Don’t Blame Karma! (¿Qué culpa tiene el Karma?) is a Spanish-language Netflix Original rom-com directed by Elisa Miller and written by Fernanda Eguiarte and Marcelo Tobar. When Sara’s (Aislinn Derbez) sister Lucy (Renata Notni) comes to visit bearing news, she can’t possibly have imagined that news being she was engaged to Sara’s one-time best friend and secret crush Aaron (Gil Cerezo).

I was skeptical at first about this one. Aaron didn’t quite appeal to me; he seemed like a jerk to whom I couldn’t understand Sara’s attraction. And I was preparing to be frustrated by Lucy’s vain nature and the not particularly funny back and forth argument about an open relationship between their parents all movie long. But maybe that was the point all along. Maybe Don’t Blame Karma was just trying to get you to make harsh assumptions about its characters the same way that Sara has spent her entire life making harsh assumptions about herself.

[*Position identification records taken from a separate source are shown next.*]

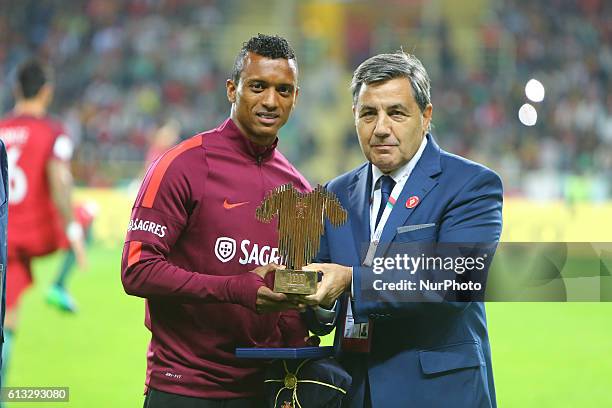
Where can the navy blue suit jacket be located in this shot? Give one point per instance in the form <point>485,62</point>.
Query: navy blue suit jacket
<point>423,355</point>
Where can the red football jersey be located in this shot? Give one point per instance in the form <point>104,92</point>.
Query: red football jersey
<point>34,223</point>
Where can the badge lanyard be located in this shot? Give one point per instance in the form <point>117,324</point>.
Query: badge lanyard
<point>375,239</point>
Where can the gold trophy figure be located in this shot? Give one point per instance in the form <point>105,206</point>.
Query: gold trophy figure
<point>300,226</point>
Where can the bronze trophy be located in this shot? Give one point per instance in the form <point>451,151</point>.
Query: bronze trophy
<point>300,226</point>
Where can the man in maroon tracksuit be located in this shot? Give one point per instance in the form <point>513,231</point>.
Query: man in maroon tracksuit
<point>193,239</point>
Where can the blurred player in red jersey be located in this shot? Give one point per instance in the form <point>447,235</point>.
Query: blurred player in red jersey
<point>164,138</point>
<point>57,295</point>
<point>40,183</point>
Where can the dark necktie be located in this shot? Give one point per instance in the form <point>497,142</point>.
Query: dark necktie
<point>386,186</point>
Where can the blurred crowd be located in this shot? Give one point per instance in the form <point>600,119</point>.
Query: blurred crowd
<point>124,69</point>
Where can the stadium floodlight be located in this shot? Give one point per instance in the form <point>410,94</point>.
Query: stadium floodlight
<point>528,115</point>
<point>534,90</point>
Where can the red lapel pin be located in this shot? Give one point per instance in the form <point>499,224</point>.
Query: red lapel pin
<point>412,202</point>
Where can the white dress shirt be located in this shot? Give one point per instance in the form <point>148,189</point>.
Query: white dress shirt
<point>400,176</point>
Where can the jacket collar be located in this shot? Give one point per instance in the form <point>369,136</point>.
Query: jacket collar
<point>258,152</point>
<point>421,181</point>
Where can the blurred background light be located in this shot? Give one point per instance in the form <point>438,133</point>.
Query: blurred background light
<point>534,90</point>
<point>528,115</point>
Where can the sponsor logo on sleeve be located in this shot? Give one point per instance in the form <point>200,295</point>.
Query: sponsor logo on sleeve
<point>138,224</point>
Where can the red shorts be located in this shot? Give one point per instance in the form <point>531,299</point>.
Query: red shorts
<point>46,239</point>
<point>18,277</point>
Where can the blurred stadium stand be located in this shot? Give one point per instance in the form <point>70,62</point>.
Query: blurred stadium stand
<point>124,67</point>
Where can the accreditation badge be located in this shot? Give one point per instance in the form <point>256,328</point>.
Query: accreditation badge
<point>356,337</point>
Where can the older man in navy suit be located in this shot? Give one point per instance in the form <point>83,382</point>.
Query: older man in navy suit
<point>405,354</point>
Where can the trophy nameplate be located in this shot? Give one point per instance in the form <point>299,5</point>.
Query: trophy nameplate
<point>300,226</point>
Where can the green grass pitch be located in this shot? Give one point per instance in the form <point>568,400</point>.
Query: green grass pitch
<point>544,355</point>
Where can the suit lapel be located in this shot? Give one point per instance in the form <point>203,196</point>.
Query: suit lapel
<point>422,180</point>
<point>359,203</point>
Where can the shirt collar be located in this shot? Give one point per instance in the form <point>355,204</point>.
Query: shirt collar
<point>404,171</point>
<point>254,150</point>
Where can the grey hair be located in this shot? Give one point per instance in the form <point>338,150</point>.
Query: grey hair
<point>383,67</point>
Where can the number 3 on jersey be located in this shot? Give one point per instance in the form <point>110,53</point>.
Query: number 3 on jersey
<point>18,183</point>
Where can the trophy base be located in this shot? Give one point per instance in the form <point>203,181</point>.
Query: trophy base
<point>297,282</point>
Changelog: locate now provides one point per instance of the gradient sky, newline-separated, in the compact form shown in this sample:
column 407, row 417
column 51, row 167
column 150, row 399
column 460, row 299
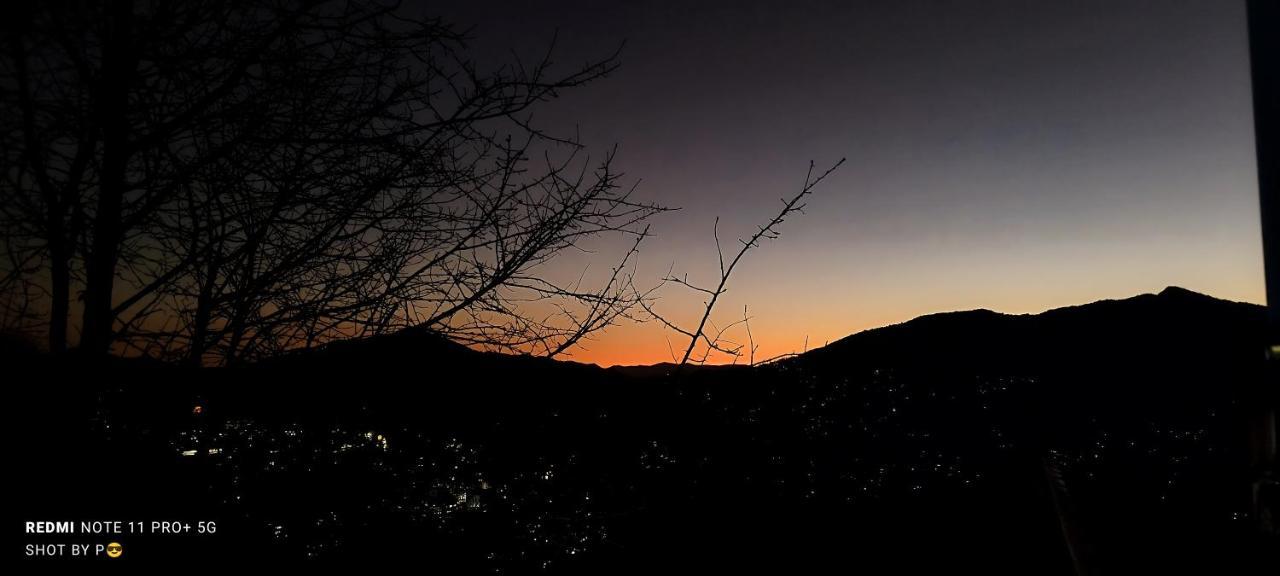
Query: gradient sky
column 1008, row 155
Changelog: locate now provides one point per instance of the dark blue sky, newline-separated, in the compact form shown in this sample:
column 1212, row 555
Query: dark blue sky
column 1010, row 155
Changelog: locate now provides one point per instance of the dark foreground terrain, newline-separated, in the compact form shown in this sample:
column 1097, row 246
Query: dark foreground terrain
column 1109, row 435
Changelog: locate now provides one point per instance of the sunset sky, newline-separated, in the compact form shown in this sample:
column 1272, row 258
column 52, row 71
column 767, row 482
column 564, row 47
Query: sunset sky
column 1008, row 155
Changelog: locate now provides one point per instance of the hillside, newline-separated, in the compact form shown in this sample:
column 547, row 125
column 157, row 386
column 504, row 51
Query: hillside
column 935, row 435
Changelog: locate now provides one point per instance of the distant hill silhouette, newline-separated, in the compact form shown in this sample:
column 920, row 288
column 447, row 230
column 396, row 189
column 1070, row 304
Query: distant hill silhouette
column 927, row 444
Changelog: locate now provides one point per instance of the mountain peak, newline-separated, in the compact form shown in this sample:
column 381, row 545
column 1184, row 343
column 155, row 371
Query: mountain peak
column 1179, row 292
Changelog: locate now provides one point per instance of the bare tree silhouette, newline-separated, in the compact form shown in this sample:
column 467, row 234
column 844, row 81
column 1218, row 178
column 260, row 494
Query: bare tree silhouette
column 224, row 181
column 707, row 334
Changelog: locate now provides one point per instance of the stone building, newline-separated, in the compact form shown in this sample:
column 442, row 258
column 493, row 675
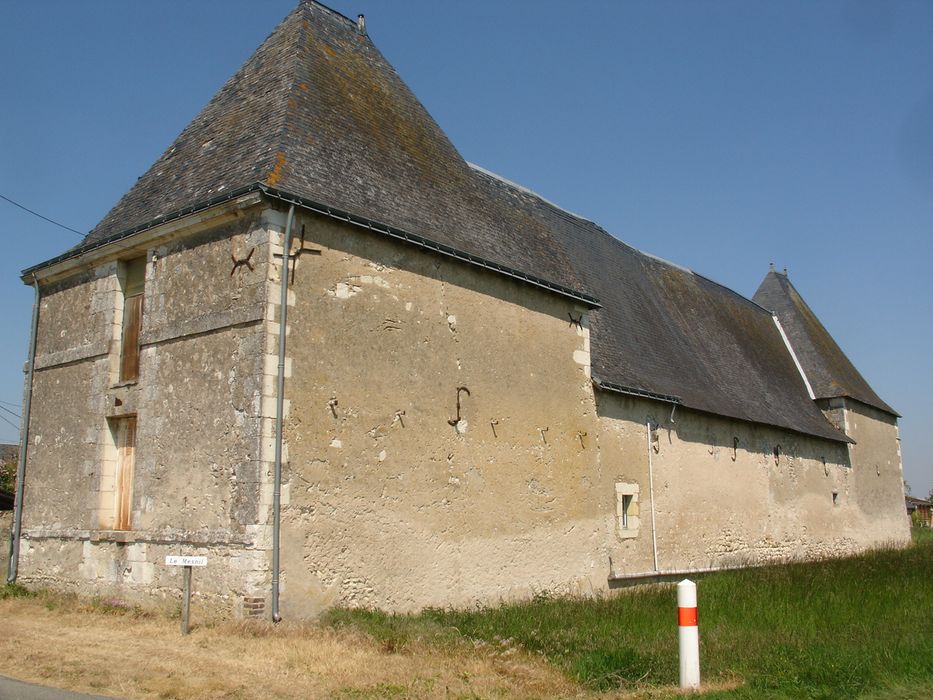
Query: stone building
column 485, row 396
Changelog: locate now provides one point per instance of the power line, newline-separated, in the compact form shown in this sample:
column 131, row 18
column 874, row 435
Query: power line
column 35, row 213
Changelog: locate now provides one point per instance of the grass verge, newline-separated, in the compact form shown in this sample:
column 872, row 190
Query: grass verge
column 856, row 627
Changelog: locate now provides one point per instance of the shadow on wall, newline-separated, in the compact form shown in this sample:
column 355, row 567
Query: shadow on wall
column 381, row 251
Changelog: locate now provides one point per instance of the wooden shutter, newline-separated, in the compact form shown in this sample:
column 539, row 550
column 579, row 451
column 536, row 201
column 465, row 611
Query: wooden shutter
column 132, row 322
column 126, row 457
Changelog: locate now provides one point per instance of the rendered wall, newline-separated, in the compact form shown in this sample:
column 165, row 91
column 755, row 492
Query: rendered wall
column 389, row 504
column 778, row 495
column 198, row 402
column 388, row 499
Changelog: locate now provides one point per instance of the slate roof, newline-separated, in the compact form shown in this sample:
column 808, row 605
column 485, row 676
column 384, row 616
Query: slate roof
column 828, row 370
column 318, row 114
column 663, row 329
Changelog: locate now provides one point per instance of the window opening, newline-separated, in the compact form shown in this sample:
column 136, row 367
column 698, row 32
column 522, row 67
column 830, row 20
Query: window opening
column 116, row 488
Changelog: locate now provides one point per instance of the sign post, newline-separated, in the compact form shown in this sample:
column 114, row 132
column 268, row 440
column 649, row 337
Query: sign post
column 688, row 636
column 187, row 562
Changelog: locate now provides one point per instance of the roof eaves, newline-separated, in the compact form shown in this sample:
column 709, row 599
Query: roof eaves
column 632, row 391
column 427, row 244
column 334, row 213
column 81, row 249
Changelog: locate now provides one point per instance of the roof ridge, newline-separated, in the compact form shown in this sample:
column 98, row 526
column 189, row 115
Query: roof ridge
column 280, row 139
column 329, row 9
column 735, row 293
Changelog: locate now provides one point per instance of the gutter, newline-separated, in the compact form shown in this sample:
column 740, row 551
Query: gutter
column 17, row 529
column 279, row 411
column 643, row 577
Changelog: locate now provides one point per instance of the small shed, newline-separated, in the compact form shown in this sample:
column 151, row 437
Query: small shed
column 923, row 508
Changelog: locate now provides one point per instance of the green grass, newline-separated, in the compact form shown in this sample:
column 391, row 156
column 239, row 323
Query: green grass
column 856, row 627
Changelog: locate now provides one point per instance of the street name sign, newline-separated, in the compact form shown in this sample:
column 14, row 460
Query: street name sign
column 174, row 560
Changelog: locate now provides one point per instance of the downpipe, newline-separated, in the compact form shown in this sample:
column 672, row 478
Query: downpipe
column 16, row 531
column 279, row 411
column 654, row 529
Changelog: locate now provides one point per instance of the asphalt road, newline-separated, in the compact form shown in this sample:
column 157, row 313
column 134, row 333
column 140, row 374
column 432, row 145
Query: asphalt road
column 17, row 690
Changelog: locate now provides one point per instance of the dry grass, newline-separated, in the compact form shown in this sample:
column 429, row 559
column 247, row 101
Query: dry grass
column 87, row 648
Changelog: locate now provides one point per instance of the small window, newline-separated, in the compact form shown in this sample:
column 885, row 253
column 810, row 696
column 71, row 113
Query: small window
column 133, row 288
column 627, row 509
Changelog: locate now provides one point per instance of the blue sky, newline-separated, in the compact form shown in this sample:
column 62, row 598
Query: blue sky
column 720, row 135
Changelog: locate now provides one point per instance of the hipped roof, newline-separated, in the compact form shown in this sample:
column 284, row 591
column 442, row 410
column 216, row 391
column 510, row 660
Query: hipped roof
column 831, row 374
column 319, row 114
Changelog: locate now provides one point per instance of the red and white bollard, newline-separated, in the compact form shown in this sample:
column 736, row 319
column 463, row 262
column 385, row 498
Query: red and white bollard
column 688, row 635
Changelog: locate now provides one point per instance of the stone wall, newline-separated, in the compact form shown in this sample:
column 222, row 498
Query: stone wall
column 443, row 442
column 392, row 501
column 388, row 504
column 730, row 493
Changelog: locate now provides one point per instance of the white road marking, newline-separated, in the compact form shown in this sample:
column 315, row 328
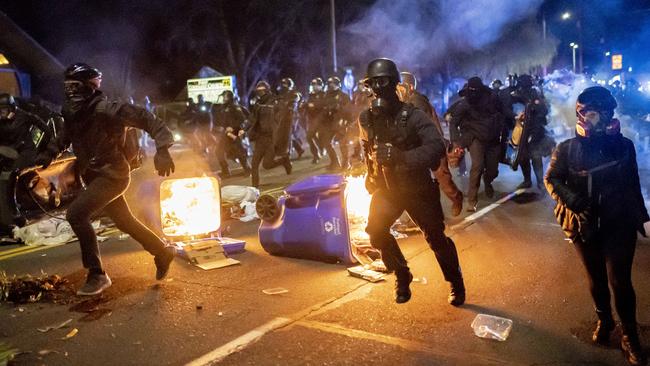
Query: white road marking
column 482, row 212
column 239, row 343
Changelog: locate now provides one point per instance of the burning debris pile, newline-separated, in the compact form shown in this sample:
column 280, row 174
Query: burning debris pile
column 28, row 289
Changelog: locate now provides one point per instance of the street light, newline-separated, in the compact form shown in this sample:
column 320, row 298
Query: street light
column 574, row 46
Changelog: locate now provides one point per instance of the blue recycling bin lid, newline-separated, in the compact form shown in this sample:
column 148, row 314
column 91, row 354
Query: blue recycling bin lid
column 315, row 184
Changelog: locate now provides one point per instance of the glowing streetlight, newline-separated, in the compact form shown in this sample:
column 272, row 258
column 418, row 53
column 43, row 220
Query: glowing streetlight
column 573, row 46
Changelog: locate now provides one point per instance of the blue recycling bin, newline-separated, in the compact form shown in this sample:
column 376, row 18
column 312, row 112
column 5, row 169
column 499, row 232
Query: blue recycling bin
column 309, row 221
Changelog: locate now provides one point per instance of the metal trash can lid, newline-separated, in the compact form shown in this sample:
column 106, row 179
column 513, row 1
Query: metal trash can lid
column 315, row 184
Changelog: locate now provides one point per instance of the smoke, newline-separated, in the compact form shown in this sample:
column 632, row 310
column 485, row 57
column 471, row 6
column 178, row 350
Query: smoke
column 417, row 34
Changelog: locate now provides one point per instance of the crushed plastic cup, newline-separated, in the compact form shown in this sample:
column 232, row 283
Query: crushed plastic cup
column 275, row 291
column 492, row 327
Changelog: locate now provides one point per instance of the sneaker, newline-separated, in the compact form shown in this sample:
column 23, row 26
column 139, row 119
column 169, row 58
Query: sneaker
column 163, row 262
column 489, row 190
column 95, row 284
column 525, row 184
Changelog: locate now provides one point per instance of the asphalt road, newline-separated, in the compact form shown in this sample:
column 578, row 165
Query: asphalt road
column 515, row 261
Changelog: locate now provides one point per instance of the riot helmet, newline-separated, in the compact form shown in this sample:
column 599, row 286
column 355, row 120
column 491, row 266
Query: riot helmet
column 7, row 107
column 287, row 84
column 227, row 97
column 81, row 81
column 382, row 77
column 333, row 83
column 316, row 86
column 595, row 111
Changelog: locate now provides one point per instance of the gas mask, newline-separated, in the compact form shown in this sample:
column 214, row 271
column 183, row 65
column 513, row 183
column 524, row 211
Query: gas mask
column 592, row 122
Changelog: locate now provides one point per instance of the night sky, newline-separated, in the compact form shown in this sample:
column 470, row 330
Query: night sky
column 152, row 47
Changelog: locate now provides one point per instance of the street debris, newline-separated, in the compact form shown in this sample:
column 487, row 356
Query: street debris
column 366, row 274
column 71, row 334
column 55, row 326
column 275, row 291
column 491, row 327
column 29, row 289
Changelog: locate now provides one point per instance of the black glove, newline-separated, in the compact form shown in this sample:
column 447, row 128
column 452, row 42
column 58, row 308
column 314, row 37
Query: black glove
column 578, row 203
column 163, row 163
column 387, row 154
column 43, row 159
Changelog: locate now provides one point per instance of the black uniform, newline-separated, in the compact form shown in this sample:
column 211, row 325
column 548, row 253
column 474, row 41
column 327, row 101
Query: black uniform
column 337, row 118
column 26, row 133
column 230, row 120
column 476, row 125
column 96, row 132
column 315, row 114
column 407, row 186
column 264, row 126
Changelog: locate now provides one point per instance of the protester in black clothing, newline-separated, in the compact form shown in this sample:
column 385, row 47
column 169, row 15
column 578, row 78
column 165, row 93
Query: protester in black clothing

When she was a kid, Sara blew out her sister’s birthday candles, and Lucy cursed her to take all her wishes for herself for the rest of ever. So Sara has spent her life blaming karma for her misfortunes and has let it drive a wedge between her and her sister. Only, it turns out, Lucy is incredibly kind and loves Sara endlessly, quickly becoming a character I really enjoyed. She’s not the usual stuck-up, banal social media influencer type. And the same happened quickly for Aaron. Despite being a famous musician, and while he doesn’t exhibit all that dynamic of a personality, he does come across as quite nice and thoughtful. So it’s no wonder, honestly, that Lucy and he wound up together.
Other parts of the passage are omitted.